Thursday is always for registration and getting reacquainted with friends not seen for a while. It's also a good time to put stuff into the instant gallery, and, for demonstrators, time to set up the room where they will be demonstrating. I had four rotations scheduled this year - two on coloring techniques and two on surface enhancement techniques.

I was able to put six pieces in the instant gallery this year because I was a demonstrator. Here are the three new pieces - L to R:

"When I let go of what I am, I become what I might be." - Lao Tzu, No. 5 (redwood burl, 5 inches diameter).

"Parturition" No. 2 - Afzelia burl

"Bowl Anatomy 101" - pear.

I put these three older pieces in as examples of some of the coloring and surface enhancement techniques I would be demonstrating.

I took the opportunity to get some photos of some of the other pieces in the gallery that evening. I couldn't spend a lot of time taking photos Thursday, but it's about the only time I would have to walk through before the crowds came in so I did what I could.

This one is by Alain Mailland from France - one of my absolute favorite artists in contemporary wood turning. His work is amazingly creative and always pushes the limits of the medium.

This is another sculpture by Alain Mailland.

Three beautiful hollow form sculptures by J. Paul Fennell. The details on each of these pieces are wonderful. I can't wait to see what Paul comes up with next.

An egg for contemplation by Jacques Vesery.
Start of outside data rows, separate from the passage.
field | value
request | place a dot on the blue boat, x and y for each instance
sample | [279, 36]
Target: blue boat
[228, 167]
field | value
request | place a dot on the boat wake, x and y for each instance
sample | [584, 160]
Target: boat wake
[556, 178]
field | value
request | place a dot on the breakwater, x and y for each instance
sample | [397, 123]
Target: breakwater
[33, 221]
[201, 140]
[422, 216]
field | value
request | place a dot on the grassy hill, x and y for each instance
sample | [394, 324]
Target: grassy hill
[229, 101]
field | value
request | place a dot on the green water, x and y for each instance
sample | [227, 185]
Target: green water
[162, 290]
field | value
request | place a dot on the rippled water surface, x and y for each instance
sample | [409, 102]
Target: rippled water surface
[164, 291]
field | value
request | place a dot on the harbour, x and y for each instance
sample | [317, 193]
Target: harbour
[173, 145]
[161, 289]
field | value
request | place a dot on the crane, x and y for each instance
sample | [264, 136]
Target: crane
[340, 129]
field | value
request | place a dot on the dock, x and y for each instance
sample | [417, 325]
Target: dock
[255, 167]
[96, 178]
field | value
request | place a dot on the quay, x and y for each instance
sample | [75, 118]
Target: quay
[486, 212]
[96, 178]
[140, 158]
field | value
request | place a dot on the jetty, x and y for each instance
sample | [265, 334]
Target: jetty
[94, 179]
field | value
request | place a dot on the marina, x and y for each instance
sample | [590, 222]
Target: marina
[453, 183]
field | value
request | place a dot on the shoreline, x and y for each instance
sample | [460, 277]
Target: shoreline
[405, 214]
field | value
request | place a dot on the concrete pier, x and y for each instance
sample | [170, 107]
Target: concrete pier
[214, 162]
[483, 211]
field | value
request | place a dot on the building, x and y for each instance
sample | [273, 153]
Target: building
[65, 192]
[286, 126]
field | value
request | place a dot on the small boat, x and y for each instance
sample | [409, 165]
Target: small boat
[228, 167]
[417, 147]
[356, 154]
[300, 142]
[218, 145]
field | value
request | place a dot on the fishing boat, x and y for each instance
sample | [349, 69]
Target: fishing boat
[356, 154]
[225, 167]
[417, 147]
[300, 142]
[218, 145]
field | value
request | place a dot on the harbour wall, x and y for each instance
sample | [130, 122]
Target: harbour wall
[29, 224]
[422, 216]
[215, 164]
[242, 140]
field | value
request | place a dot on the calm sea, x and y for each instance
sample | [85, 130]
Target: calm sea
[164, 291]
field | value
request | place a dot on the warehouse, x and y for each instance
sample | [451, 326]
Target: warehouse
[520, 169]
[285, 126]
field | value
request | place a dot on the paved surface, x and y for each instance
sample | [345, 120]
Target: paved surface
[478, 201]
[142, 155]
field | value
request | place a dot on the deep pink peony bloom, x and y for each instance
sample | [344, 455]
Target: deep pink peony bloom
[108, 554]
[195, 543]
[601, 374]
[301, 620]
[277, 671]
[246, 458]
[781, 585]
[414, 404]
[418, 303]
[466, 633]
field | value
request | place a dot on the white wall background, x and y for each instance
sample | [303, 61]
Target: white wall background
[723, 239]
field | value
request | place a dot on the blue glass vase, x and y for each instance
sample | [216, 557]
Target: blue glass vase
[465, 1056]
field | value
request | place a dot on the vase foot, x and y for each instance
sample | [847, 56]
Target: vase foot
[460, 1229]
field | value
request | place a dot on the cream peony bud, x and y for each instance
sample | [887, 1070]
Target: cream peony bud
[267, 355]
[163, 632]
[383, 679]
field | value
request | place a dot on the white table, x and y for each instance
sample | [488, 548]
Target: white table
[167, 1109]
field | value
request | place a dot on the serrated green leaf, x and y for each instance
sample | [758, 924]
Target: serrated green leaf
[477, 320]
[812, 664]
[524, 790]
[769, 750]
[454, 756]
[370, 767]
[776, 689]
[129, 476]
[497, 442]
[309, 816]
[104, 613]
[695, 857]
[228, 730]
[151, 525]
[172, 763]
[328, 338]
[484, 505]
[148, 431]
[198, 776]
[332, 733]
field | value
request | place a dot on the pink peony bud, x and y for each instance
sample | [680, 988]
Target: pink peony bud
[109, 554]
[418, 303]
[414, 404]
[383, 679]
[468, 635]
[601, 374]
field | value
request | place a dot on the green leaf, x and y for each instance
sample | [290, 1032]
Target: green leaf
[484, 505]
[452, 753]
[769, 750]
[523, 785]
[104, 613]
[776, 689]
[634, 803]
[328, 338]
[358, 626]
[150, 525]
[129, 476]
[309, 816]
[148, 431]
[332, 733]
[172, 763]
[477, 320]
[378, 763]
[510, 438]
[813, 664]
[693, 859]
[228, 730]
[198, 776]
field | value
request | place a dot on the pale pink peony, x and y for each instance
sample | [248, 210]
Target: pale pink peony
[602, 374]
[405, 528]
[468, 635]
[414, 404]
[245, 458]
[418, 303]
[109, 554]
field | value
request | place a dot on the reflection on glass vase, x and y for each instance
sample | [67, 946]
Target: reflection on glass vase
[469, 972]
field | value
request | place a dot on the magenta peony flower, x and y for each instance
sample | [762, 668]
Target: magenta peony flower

Jacques didn't have a lot of work to display this year, but he had a very good excuse after having a bit of a mishap with a bandsaw earlier in the year. He's fine now, but he's still missing some feeling in the fingertips. Ouch!

Wood and pewter inlay by John Wessels from South Africa. John made his AAW demonstrating debut this year with six rotations.

A whimsical teapot by Michael Hosaluk (Canada).

Pascal Oudet (France) made his demonstrating debut at AAW this year, also. His work is delicate and sandblasted to perfection. He uses oak very effectively in these forms.

Classic John Jordan. I never get tired of looking at these carved hollow forms.

Dale Larsen is making some of the most beautiful salad bowls out there. You want to pick these up and pet them.

Classy hollow forms from a classy guy - David Ellsworth.

A walk on the wild side from my favorite young artist - Derek Weidmann. Derek has such a creative imagination - you have to really study these multi-axis sculptures to fully appreciate the stories he's telling in the work.

Art Liestman is making some very interesting forms these days, also. His tea pots all have "attitude."

 J. Paul Fennell, standing next to his instant gallery display. Paul was also a demonstrator this year.

By the time I ran into Paul in the instant gallery, it was almost time for the demonstrator's dinner. We met up with some friends for some liquid refreshment before dinner (I had a lemonade - yes, really!).

My favorite ex-Aussie; well, once an Aussie, always an Aussie, I suppose - Phil Irons.

Phil's outback hat - doesn't that look as if it belongs in the outback?

David Ellsworth

After the demonstrator's dinner, there was a fun presentation put on by Terry Martin and Jacques Vesery. It was a slide show from events such as Emma Lake and the symposia in France organized by Jean Fran├žois Escoulen.

You'll have to ask Jacques why he was drinking wine from the bottle through a straw.

It was a delightful, and sometimes risque, presentation. The room was in stitches most of the evening. I thoroughly enjoyed it.